Your posts on over-dispersion are very interesting. A good teaser to learn more. The finding in this analysis of CMI data, however, seems to me to be counter-intuitive from a stochastic point of view.

I have an inkling why overdispersion would improve your p-spline fit. However, if you were to do it "the other way round", i.e. assume that the process which gives rise to the data points is a stochastic process and project it forward using time series methods, your relaxation of the Poisson assumption leads to a widening of the confidence intervals, not a narrowing. Intuitively, my guess is that the overdispersion (or Negative Binomial assumption) increases parameter uncertainty, but for a given parameter set narrows the range of stochastic projections. In aggregate, however, the total range of outcomes should be substantially wider.

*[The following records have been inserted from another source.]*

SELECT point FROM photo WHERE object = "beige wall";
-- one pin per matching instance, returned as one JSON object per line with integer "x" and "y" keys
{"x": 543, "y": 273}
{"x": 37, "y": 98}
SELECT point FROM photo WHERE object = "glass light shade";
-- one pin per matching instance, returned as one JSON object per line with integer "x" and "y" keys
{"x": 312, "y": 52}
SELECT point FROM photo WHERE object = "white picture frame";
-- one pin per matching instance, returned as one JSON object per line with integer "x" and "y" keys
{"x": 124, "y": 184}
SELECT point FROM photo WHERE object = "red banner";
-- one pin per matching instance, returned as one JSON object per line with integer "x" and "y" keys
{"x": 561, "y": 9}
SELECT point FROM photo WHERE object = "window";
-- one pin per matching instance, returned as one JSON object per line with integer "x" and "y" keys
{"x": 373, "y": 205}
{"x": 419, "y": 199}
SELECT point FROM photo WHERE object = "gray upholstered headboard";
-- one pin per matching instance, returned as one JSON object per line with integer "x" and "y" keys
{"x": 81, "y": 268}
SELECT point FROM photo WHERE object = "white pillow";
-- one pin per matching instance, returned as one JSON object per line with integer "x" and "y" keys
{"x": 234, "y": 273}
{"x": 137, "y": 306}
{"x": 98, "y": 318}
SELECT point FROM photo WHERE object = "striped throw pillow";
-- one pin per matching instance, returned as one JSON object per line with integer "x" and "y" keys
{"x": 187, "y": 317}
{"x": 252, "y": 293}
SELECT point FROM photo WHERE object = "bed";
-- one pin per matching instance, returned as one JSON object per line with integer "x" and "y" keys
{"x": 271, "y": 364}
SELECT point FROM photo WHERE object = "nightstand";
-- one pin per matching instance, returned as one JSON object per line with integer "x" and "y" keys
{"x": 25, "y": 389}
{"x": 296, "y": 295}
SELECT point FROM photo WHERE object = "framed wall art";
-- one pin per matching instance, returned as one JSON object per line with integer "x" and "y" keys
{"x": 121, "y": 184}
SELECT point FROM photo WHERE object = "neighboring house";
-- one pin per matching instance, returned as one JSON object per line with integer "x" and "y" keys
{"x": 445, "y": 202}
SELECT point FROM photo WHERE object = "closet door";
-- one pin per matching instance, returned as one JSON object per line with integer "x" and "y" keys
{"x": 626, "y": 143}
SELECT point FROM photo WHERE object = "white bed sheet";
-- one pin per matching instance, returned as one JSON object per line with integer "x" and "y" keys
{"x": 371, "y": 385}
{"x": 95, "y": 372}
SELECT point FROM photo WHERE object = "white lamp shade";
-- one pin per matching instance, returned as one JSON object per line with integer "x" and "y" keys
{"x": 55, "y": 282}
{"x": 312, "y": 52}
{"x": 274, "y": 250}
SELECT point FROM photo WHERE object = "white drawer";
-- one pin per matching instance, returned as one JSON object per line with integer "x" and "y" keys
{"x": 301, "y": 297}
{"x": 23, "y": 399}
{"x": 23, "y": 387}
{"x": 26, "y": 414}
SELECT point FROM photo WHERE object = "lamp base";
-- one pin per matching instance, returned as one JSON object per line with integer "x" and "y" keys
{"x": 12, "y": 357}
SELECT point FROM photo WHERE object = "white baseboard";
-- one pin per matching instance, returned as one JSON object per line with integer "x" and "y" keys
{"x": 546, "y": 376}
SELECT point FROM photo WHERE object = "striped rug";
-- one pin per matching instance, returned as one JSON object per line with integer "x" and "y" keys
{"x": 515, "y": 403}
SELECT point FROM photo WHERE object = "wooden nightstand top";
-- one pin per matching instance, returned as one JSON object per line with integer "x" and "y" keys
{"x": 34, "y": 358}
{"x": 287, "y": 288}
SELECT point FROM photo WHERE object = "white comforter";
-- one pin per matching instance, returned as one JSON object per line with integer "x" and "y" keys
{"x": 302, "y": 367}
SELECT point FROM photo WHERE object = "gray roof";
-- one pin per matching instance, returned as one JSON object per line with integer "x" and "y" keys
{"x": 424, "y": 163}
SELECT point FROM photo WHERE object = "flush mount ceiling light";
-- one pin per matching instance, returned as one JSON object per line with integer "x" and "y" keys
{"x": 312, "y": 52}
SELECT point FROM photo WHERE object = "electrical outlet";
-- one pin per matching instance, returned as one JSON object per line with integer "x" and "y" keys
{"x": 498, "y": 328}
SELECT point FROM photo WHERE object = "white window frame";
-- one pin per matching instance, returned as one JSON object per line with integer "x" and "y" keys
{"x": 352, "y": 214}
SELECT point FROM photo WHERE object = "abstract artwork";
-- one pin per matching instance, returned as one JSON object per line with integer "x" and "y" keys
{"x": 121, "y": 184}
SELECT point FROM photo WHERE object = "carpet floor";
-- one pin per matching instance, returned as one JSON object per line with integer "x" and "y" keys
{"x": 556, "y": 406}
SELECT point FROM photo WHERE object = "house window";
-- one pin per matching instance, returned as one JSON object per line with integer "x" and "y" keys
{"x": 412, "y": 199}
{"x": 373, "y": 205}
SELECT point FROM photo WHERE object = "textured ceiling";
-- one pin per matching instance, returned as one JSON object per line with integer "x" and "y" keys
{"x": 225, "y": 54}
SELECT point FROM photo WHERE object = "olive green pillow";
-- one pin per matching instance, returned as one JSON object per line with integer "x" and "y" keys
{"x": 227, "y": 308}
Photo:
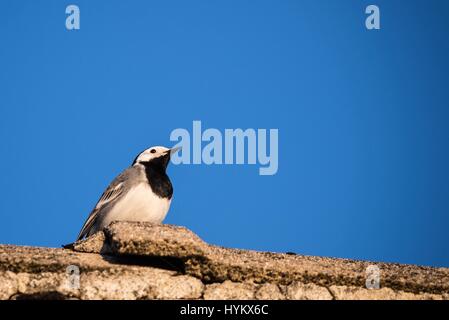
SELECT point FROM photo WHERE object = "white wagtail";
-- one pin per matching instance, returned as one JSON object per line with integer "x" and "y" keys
{"x": 143, "y": 192}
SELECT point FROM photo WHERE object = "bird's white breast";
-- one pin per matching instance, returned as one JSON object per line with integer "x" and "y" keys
{"x": 139, "y": 204}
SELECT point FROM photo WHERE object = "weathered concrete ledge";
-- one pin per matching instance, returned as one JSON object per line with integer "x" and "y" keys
{"x": 143, "y": 261}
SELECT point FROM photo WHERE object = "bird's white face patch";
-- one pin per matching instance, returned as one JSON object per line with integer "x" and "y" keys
{"x": 152, "y": 153}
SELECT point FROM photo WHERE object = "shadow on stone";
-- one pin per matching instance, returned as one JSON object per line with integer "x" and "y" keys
{"x": 167, "y": 263}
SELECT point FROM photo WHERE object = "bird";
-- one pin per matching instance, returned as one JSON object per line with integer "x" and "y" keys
{"x": 142, "y": 192}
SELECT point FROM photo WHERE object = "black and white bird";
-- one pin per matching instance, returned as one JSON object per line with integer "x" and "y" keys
{"x": 143, "y": 192}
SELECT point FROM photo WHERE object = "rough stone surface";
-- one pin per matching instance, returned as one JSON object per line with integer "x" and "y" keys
{"x": 143, "y": 261}
{"x": 310, "y": 291}
{"x": 229, "y": 290}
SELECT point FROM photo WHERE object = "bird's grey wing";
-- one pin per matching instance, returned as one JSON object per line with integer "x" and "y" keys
{"x": 111, "y": 194}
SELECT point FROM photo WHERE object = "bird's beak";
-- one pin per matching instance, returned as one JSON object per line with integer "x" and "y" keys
{"x": 174, "y": 150}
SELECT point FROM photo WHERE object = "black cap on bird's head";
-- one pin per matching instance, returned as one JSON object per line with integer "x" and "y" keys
{"x": 158, "y": 157}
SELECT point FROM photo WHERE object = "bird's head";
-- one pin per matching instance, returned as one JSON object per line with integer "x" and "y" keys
{"x": 158, "y": 156}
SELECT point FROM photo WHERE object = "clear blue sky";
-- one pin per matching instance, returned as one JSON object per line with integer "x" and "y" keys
{"x": 363, "y": 119}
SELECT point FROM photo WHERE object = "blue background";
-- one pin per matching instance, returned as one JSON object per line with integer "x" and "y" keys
{"x": 362, "y": 118}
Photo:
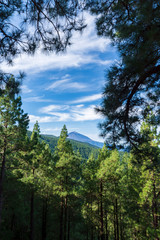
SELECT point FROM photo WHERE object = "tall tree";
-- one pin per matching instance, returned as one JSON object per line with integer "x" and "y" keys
{"x": 67, "y": 171}
{"x": 132, "y": 83}
{"x": 13, "y": 128}
{"x": 52, "y": 23}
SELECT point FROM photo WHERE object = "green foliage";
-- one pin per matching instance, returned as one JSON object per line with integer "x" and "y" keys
{"x": 133, "y": 83}
{"x": 84, "y": 149}
{"x": 52, "y": 23}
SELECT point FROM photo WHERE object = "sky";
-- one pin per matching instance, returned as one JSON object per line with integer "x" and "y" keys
{"x": 65, "y": 88}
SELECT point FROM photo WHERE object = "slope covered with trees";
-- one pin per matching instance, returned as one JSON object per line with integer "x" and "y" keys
{"x": 58, "y": 194}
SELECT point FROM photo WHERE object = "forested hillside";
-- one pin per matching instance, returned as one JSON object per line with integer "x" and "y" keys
{"x": 84, "y": 149}
{"x": 57, "y": 189}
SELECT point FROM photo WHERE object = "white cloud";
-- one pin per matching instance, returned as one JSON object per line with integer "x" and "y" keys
{"x": 78, "y": 54}
{"x": 65, "y": 113}
{"x": 36, "y": 99}
{"x": 50, "y": 108}
{"x": 67, "y": 84}
{"x": 88, "y": 98}
{"x": 85, "y": 114}
{"x": 25, "y": 89}
{"x": 44, "y": 119}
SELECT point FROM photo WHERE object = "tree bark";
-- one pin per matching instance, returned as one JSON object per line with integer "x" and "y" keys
{"x": 61, "y": 221}
{"x": 65, "y": 218}
{"x": 155, "y": 211}
{"x": 68, "y": 235}
{"x": 106, "y": 225}
{"x": 101, "y": 212}
{"x": 2, "y": 178}
{"x": 44, "y": 218}
{"x": 117, "y": 223}
{"x": 32, "y": 214}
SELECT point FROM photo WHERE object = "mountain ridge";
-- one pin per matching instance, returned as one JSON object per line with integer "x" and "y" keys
{"x": 82, "y": 138}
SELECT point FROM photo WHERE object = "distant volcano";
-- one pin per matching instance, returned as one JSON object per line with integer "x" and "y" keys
{"x": 82, "y": 138}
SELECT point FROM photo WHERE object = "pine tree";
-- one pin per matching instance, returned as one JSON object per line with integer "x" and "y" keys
{"x": 67, "y": 170}
{"x": 13, "y": 128}
{"x": 133, "y": 82}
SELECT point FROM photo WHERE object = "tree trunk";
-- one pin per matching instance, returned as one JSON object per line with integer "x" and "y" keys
{"x": 106, "y": 225}
{"x": 44, "y": 218}
{"x": 101, "y": 212}
{"x": 32, "y": 214}
{"x": 61, "y": 221}
{"x": 68, "y": 235}
{"x": 155, "y": 211}
{"x": 115, "y": 232}
{"x": 117, "y": 223}
{"x": 65, "y": 218}
{"x": 2, "y": 179}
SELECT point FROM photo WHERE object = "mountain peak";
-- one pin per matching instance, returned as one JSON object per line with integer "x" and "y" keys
{"x": 82, "y": 138}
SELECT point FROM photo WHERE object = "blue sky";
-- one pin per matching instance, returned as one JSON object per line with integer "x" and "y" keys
{"x": 66, "y": 88}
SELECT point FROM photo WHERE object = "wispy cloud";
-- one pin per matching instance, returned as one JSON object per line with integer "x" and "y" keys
{"x": 70, "y": 113}
{"x": 36, "y": 99}
{"x": 88, "y": 99}
{"x": 25, "y": 89}
{"x": 78, "y": 54}
{"x": 66, "y": 83}
{"x": 40, "y": 119}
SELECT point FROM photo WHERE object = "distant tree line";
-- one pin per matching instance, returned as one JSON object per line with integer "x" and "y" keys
{"x": 60, "y": 195}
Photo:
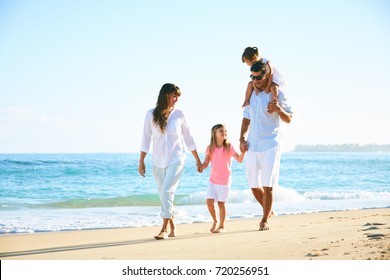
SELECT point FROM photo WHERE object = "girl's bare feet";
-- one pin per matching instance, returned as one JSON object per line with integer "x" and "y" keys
{"x": 161, "y": 235}
{"x": 263, "y": 226}
{"x": 213, "y": 227}
{"x": 219, "y": 230}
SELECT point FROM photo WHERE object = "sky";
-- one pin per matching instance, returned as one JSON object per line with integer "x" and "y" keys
{"x": 79, "y": 76}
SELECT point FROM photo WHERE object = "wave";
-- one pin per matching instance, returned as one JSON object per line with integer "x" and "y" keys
{"x": 198, "y": 198}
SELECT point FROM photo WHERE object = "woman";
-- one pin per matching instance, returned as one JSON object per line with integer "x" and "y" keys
{"x": 168, "y": 129}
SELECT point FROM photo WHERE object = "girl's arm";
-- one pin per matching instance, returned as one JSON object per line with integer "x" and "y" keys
{"x": 141, "y": 166}
{"x": 206, "y": 162}
{"x": 197, "y": 159}
{"x": 269, "y": 82}
{"x": 240, "y": 157}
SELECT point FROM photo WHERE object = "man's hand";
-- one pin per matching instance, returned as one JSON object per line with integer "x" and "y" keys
{"x": 141, "y": 168}
{"x": 273, "y": 106}
{"x": 243, "y": 146}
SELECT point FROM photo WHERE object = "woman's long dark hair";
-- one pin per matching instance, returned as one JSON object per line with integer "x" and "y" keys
{"x": 161, "y": 113}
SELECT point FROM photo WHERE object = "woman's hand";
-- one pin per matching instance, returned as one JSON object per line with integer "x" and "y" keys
{"x": 141, "y": 168}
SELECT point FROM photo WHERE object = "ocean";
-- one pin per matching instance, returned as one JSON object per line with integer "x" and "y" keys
{"x": 65, "y": 192}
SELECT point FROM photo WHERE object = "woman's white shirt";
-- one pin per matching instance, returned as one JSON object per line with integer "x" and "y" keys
{"x": 168, "y": 147}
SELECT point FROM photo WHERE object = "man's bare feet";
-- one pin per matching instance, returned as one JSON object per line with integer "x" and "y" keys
{"x": 161, "y": 235}
{"x": 219, "y": 230}
{"x": 173, "y": 228}
{"x": 213, "y": 227}
{"x": 263, "y": 226}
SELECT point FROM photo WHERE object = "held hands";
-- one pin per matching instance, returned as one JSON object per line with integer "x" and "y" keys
{"x": 273, "y": 106}
{"x": 243, "y": 146}
{"x": 199, "y": 167}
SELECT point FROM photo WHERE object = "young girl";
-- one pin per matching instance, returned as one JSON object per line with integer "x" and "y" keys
{"x": 220, "y": 153}
{"x": 275, "y": 80}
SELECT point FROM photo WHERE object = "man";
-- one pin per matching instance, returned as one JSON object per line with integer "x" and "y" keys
{"x": 263, "y": 139}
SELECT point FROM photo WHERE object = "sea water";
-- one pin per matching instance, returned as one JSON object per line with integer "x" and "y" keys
{"x": 62, "y": 192}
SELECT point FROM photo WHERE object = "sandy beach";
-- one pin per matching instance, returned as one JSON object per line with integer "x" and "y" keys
{"x": 343, "y": 235}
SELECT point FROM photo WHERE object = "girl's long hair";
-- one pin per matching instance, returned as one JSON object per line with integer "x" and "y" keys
{"x": 161, "y": 113}
{"x": 250, "y": 53}
{"x": 213, "y": 139}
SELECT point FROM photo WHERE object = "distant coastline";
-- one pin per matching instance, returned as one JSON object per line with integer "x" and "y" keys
{"x": 342, "y": 148}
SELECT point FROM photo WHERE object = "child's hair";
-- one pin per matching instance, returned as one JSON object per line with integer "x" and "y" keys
{"x": 260, "y": 66}
{"x": 213, "y": 140}
{"x": 250, "y": 53}
{"x": 159, "y": 118}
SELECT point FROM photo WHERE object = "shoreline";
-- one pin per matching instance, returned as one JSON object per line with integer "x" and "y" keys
{"x": 335, "y": 235}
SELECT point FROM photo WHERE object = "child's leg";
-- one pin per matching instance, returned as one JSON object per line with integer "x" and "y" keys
{"x": 274, "y": 94}
{"x": 248, "y": 94}
{"x": 222, "y": 217}
{"x": 210, "y": 206}
{"x": 172, "y": 225}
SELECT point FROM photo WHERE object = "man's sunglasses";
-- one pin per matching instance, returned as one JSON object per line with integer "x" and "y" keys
{"x": 257, "y": 77}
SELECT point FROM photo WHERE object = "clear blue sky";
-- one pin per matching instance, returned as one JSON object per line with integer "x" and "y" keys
{"x": 78, "y": 76}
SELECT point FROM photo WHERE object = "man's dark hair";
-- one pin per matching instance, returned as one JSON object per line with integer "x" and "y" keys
{"x": 259, "y": 66}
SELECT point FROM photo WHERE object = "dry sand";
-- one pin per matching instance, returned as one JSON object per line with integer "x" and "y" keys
{"x": 344, "y": 235}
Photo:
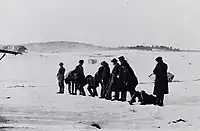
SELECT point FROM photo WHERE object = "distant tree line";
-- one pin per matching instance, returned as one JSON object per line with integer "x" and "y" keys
{"x": 150, "y": 48}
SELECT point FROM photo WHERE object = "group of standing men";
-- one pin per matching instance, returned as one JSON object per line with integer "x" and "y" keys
{"x": 121, "y": 80}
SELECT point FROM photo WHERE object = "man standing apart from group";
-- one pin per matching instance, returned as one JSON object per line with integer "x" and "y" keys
{"x": 161, "y": 81}
{"x": 129, "y": 78}
{"x": 114, "y": 83}
{"x": 60, "y": 77}
{"x": 80, "y": 82}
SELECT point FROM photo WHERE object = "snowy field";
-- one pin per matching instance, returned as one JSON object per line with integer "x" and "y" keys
{"x": 28, "y": 99}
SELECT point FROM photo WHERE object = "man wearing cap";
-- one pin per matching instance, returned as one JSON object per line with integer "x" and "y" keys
{"x": 161, "y": 81}
{"x": 60, "y": 77}
{"x": 104, "y": 78}
{"x": 114, "y": 80}
{"x": 129, "y": 78}
{"x": 79, "y": 71}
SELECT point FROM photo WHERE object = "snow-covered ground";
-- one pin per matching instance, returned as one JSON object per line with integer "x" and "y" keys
{"x": 28, "y": 99}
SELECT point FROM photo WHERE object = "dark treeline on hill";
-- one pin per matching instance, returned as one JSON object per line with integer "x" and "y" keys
{"x": 150, "y": 48}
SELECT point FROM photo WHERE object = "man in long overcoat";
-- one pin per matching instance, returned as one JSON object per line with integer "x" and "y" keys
{"x": 129, "y": 78}
{"x": 161, "y": 81}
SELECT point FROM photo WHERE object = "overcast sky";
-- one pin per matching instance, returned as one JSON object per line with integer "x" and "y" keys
{"x": 102, "y": 22}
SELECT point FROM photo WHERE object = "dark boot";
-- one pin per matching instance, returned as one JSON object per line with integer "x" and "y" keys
{"x": 123, "y": 95}
{"x": 95, "y": 92}
{"x": 90, "y": 91}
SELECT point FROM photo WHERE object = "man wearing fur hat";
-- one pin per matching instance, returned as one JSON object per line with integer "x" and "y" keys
{"x": 114, "y": 81}
{"x": 60, "y": 77}
{"x": 129, "y": 78}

A comment on the other topic which your post touches on: ONS versus CMI.

I find it intuitively gratifying to see that CMI data is less dispersed than ONS data, which is as it should be, given the wider range of socio-economic strata in population data. However, again, parameter uncertainty in your stochastic model must be orders of magnitude greater for CMI data, because your ensemble is so much smaller. Again, this would lead to wider confidence intervals than the stochastic projection based on a best estimate parameter set implies.

Have you done any analysis on this issue?

BTW, you will have seen the ASTIN Bulletin (May 2009) article by Li, Hardy and Tan on overdispersion in mortality forecasts, won't you?

Greetings, Kai